Uranium Isotope Evidence for Temporary Ocean Oxygenation Following the Sturtian Glaciation

Abstract:

The link between widespread ocean oxygenation in the Neoproterozoic and the rise of animals has long been debated, largely because the timing and nature of oxygenation of the oceans remain poorly constrained. Strata deposited during the Cryogenian non-glacial interlude (660 to 635 Ma), between the Sturtian and Marinoan Snowball Earth glaciations, contain the earliest fossil evidence of animals.

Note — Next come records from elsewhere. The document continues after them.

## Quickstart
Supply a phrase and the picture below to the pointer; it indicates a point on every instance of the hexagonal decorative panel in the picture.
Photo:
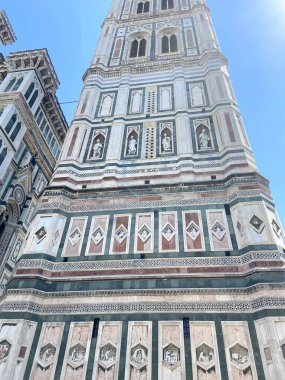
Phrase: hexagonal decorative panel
(47, 355)
(205, 356)
(239, 356)
(40, 234)
(76, 355)
(171, 356)
(5, 348)
(168, 232)
(139, 356)
(107, 356)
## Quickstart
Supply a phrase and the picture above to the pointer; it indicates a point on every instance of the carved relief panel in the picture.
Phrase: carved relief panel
(168, 232)
(219, 234)
(138, 362)
(121, 234)
(240, 359)
(77, 351)
(107, 356)
(47, 351)
(171, 362)
(205, 351)
(15, 343)
(98, 235)
(46, 233)
(271, 339)
(193, 231)
(74, 237)
(144, 233)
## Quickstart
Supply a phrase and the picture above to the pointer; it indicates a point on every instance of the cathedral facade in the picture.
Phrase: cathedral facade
(156, 251)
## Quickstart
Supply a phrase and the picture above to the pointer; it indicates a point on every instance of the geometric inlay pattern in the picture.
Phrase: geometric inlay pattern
(171, 356)
(257, 224)
(168, 232)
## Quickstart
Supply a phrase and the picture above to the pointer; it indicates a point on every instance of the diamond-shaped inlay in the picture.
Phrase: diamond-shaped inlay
(98, 235)
(205, 356)
(257, 224)
(219, 231)
(171, 356)
(76, 355)
(144, 233)
(75, 237)
(121, 233)
(139, 356)
(276, 228)
(40, 234)
(5, 347)
(239, 356)
(193, 231)
(47, 355)
(168, 232)
(107, 355)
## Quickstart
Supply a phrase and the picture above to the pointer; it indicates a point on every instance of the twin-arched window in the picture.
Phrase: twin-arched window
(167, 4)
(138, 48)
(169, 44)
(143, 7)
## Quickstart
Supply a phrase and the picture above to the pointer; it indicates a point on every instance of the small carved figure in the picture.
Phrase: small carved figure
(204, 140)
(132, 146)
(98, 149)
(166, 143)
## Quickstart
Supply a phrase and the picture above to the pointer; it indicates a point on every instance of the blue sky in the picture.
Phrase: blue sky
(252, 37)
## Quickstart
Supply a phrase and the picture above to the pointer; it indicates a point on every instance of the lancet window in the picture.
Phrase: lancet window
(143, 7)
(169, 44)
(138, 48)
(167, 4)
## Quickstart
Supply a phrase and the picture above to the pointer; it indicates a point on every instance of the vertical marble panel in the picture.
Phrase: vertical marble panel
(168, 227)
(193, 231)
(98, 235)
(240, 359)
(77, 351)
(205, 358)
(218, 231)
(75, 236)
(271, 339)
(171, 356)
(139, 351)
(144, 233)
(47, 351)
(107, 356)
(121, 234)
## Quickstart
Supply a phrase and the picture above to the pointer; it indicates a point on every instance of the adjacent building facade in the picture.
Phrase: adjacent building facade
(32, 131)
(156, 251)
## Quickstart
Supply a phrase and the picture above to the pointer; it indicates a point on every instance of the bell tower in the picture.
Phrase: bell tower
(156, 251)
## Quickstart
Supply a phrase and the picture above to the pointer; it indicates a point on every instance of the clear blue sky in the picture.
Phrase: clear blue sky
(252, 37)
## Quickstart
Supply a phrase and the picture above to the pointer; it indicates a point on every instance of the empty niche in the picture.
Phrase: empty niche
(166, 138)
(165, 98)
(132, 141)
(97, 145)
(203, 137)
(106, 105)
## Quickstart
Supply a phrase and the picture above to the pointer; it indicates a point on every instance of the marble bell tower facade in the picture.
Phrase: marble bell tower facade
(156, 251)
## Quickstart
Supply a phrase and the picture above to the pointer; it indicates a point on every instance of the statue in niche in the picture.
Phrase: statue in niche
(204, 140)
(132, 146)
(166, 143)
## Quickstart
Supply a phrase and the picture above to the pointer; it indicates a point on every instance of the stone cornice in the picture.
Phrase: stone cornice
(33, 137)
(7, 35)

To quantitatively estimate patterns of seafloor oxygenation during this critical interval, we present uranium isotope (δ²³⁸U) data from limestone of the Taishir Formation (Fm) in Mongolia in two stratigraphic sections that are separated by ~75 km across the basin. The Taishir Fm hosts two large δ¹³C excursions that co-vary in total organic and inorganic (carbonate) carbon: a basal carbonate δ¹³C excursion to -4‰ in the Sturtian cap carbonate, followed by a rise to enriched values of +8‰, a second negative δ¹³C excursion to -7‰ referred to as the Taishir excursion, followed by a second rise to +10‰. Above the Sturtian glacial deposits, in the stratigraphic interval below the Taishir excursion, δ²³⁸U compositions have a mean value that is similar to that of modern seawater. After the Taishir excursion, the δ²³⁸U record exhibits a step decrease of ~0.3‰, and δ²³⁸U remains approximately constant until the erosional unconformity at the base of the Marinoan glacial deposits. We use a box model to constrain the uranium cycle behavior that best explains our observations. In the model, the best explanation for the less negative post-Sturtian values of δ²³⁸U is extensive oxygenation of the seafloor. Moreover, the model demonstrates that the higher δ²³⁸U values of the post-Sturtian limestones are inconsistent with an increased flux of uranium to the oceans due to post-Snowball weathering as the primary driver of the excursion. Thus, we favor a scenario in which there was a rise in oxygen levels following the Sturtian glaciation followed by a decrease in seafloor oxygenation coincident with the Taishir δ¹³C excursion. The U isotopic data, combined with modeling results, challenge the notion of a unidirectional oxygenation history of Neoproterozoic oceans.